El recelo con el que aún ciertos partidos contemplan la enseñanza de la Religión parece abocar a esta asignatura a estar siempre al albur de la voluntad política. Una voluntad que puede tener los días contados si los actores más radicales de la llamada nueva política consolidan sus posiciones e, incluso, alcanzan cotas de gobierno a nivel estatal. Su actuación en las comunidades donde han pillado cacho es un claro aviso para navegantes.
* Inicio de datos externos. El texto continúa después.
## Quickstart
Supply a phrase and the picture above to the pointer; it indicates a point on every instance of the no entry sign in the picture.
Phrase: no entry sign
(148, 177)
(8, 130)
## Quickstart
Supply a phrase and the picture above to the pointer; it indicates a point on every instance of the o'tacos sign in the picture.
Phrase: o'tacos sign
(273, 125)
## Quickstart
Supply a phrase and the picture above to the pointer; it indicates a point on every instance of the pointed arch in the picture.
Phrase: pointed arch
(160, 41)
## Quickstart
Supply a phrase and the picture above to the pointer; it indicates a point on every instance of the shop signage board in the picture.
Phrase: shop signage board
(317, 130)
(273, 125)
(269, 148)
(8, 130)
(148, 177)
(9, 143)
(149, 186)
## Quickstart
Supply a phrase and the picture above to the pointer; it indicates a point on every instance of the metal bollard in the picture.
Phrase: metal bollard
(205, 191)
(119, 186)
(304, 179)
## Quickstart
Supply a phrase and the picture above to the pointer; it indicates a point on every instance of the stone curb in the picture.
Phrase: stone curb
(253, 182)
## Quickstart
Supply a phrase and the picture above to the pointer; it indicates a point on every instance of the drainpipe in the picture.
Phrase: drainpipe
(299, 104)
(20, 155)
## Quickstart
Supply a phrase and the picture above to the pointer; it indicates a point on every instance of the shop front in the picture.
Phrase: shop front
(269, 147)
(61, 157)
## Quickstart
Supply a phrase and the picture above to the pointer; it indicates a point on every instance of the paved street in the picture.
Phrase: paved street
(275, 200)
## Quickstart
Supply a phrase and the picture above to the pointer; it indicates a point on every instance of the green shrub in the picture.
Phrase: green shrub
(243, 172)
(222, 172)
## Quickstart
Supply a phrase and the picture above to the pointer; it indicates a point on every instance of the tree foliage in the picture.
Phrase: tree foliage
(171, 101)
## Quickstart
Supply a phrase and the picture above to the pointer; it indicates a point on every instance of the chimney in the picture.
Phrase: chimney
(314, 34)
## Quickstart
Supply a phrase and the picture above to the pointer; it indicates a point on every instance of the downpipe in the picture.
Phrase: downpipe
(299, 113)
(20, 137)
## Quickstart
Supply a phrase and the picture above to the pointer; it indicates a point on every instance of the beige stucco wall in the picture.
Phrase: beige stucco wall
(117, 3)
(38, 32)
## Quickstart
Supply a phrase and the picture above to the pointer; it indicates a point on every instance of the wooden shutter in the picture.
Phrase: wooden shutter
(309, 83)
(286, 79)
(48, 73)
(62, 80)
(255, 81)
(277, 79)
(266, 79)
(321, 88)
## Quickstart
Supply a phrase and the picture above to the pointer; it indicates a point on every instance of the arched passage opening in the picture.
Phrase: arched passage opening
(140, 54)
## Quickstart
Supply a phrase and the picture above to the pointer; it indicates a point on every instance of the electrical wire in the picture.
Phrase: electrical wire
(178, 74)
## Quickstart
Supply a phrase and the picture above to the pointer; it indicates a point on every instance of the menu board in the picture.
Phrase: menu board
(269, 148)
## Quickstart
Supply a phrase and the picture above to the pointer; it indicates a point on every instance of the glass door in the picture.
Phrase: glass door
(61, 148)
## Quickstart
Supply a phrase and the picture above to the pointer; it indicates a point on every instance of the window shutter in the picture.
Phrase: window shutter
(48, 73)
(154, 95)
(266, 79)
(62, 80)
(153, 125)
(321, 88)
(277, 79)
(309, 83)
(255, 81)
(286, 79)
Quienes están participando en los trabajos para el Pacto Educativo son pesimistas con respecto a que el tema de la clase de Religión sea consensuado. Es un asunto fuertemente idelogizado y sobre el que no se quiere entrar en razones, en buena medida porque desconocen que las haya de peso para cambiar el punto de vista.
Un grave error que denota una profunda cortedad de miras de la clase política a la hora de la gestión pública, pues aunque los nuevos jacobinos desprecien las creencias religiosas, la fe sigue impregnando la vida de millones de personas, y haciéndolas en muchos casos mejores, también en Europa.
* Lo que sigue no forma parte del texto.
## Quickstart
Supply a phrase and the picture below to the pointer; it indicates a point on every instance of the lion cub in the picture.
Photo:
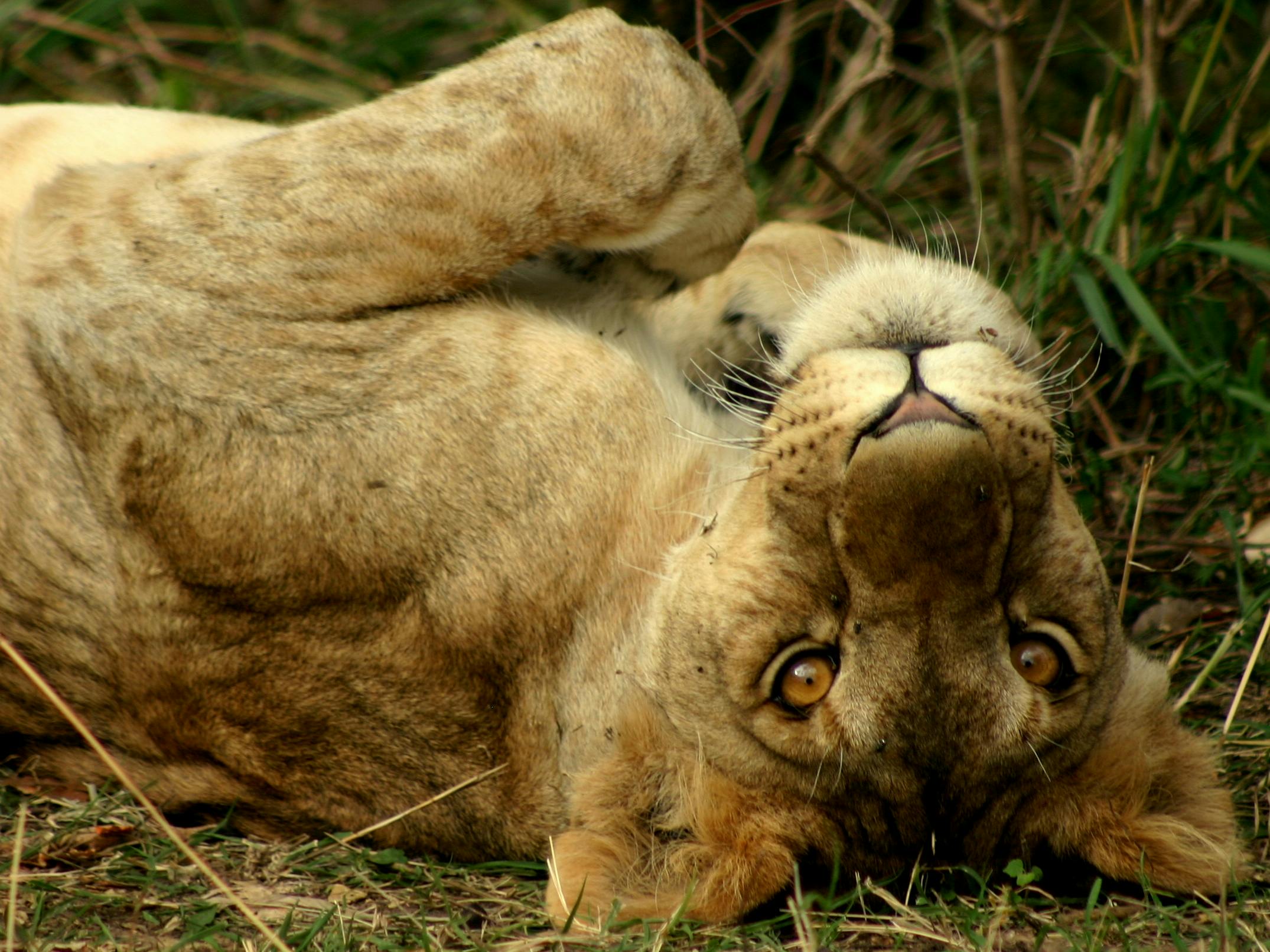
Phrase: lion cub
(468, 428)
Por eso sería otro error de las mismas proporciones pretender defender la Religión en la escuela pública agarrándose solo a acuerdos, por más internacionales que sean, o a disposiciones legales, por más refrendadas que estén por la Constitución. Acuerdos y leyes, lo vemos todos los días sin salir de casa, están hechos para ser denunciados, cambiados, reformados, e incluso incumplidos, vieja práctica actualizada por la flamante “doctrina lenteja”.
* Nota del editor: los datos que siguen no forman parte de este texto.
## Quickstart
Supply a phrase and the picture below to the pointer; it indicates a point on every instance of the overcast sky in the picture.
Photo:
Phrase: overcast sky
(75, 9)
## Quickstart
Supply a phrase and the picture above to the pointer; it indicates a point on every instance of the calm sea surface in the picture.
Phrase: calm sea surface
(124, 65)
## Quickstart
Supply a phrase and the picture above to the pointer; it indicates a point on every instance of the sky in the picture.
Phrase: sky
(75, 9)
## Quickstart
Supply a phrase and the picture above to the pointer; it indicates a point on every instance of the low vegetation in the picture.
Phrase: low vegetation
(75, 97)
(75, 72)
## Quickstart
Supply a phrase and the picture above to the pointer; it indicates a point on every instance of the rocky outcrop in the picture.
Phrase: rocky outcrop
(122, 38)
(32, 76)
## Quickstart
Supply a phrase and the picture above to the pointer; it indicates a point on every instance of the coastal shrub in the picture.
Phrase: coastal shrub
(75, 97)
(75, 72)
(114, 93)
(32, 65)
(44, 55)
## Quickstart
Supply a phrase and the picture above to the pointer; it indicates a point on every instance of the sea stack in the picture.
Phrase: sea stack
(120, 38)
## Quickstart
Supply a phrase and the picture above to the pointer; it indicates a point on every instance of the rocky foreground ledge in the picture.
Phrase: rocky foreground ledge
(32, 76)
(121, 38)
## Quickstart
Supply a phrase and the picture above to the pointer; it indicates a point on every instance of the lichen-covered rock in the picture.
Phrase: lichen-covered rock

Tal vez haya llegado el momento de poner en valor la aportación de la Religión a la sociedad (y no solo la católica), en la misma línea que se está haciendo en otros países europeos. A estas alturas, se trata también de seducir, de convencer de que la apuesta que late tras la Religión es un buen servicio a la sociedad y a la democracia. ¿Nos atreveremos?